As a pastor with a conservative bent, I found myself sailing an unfamiliar ocean of theological diversity. I suspect that some of the nearly 2000 people in attendance are moored in the same theological harbor as I. Others, though, clearly sail from different ports and some struck me as genuinely adrift. I am grateful for my rootedness in historic Christianity. I find security in the sound doctrine and clear definition given by the creeds of the church and I find no need to jettison any of that (even if I had the right or desire to do so). When people differ it is easy from a distance to pass judgment and to condemn. When, however, I meet these people, when I have coffee with them or engage them in conversation, they become people with real questions and concerns. I may still disagree with them, but I am moved to treat them with greater charity and to ponder how my well moored theology might bring answers to the questions and struggles that they raise. Though uncomfortable this is good.

All the while, the preacher in me was moved to preach. And this came from a surprising source. The church in which I serve does not ordain women to ministry and does not permit them to preach. Consequently I did not expect to have my flickering belief in the power of preaching so magnificently fanned into flame by a woman preacher. Fleming Rutledge, one of the first women ordained as a priest in the Episcopal church, is renowned as a preacher in many circles. (She has recently been widely praised for her book, The Crucifixion.) She spoke passionately on the power of the word of God preached. Her words challenged me to remember what I often forget. There is power in the word preached. The Holy Spirit of God carries that word forward to the hearts of His people. It is a great privilege as a preacher to stand in the pulpit every Sunday and participate, not in a show or display of oratorical or rhetorical prowess but in the work of God among his people. She moved me to want to preach fourteen weeks before I will be able to do so again.

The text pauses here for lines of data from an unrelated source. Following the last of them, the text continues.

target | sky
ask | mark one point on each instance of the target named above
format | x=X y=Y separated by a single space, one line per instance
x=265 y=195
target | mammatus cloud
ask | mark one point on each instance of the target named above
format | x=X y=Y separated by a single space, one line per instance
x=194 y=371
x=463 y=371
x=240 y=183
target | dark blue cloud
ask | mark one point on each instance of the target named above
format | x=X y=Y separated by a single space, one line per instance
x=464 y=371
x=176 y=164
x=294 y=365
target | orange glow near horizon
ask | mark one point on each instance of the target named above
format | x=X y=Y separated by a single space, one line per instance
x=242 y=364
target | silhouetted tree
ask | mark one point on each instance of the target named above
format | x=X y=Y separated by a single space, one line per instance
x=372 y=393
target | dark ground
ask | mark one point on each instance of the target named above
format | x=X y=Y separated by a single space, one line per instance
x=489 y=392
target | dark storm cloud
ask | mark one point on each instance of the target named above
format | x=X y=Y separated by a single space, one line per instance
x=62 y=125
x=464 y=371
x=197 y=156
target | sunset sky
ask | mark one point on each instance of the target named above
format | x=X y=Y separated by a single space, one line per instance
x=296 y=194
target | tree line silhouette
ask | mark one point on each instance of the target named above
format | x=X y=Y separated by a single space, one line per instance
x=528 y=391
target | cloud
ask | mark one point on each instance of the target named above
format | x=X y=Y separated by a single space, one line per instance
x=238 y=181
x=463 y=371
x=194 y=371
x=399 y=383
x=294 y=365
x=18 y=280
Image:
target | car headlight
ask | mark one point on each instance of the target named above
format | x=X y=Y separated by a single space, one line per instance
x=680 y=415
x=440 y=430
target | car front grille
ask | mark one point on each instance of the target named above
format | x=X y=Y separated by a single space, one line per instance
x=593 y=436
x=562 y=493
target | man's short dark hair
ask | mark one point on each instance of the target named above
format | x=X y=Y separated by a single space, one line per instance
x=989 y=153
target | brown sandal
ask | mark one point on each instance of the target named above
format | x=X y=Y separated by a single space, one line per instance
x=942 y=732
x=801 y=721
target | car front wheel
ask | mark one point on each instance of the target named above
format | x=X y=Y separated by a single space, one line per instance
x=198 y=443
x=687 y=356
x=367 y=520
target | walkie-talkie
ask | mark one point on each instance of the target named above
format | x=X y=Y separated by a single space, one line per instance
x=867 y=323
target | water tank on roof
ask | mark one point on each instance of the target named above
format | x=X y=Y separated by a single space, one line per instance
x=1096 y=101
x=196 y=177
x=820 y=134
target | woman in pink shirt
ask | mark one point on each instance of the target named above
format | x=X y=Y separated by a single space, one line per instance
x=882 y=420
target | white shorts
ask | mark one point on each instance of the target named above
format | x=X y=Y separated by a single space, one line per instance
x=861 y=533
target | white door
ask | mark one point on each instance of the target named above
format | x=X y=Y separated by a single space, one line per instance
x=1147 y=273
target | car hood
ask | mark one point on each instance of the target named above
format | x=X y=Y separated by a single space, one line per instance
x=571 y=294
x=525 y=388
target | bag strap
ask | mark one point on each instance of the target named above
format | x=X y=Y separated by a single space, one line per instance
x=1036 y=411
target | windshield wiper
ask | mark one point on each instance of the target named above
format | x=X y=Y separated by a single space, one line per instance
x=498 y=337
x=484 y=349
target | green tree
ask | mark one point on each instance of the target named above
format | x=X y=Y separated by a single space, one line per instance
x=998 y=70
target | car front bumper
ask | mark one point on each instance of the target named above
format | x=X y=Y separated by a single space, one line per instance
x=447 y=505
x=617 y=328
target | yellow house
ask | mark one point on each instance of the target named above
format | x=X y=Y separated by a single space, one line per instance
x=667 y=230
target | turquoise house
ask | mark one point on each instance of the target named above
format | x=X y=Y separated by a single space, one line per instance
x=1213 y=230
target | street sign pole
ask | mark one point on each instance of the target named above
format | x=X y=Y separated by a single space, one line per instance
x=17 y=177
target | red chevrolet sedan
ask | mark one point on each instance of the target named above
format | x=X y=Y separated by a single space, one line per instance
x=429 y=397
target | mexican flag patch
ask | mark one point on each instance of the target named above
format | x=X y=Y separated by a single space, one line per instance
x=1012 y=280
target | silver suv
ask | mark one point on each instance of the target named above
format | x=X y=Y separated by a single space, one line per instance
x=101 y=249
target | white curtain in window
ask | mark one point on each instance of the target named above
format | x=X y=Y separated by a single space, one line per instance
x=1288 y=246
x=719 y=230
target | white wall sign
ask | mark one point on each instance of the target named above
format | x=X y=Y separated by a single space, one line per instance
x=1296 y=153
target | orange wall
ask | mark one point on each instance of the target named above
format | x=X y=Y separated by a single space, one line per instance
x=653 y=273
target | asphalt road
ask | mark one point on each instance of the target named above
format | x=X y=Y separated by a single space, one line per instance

As a reader, as a pastor, and as a preacher I benefited. But as a writer? Did attending confirm my impulse to write? One session, wonderfully titled “Publish or Parish?” featured a panel of men and women (including Lauren Winner) all who have found ways to balance pastoring a church with their writing . To this panel I posed the question, “Is writing a hobby or a calling?” Their unwavering answer was that if it were a hobby, they would have abandoned it long ago.

I’m not so sure. I’m still processing whether this is a part of my calling or just a notion that needs to be put to bed. If it is calling, the question becomes what will or should I do to serve that calling? The jury is still out on that.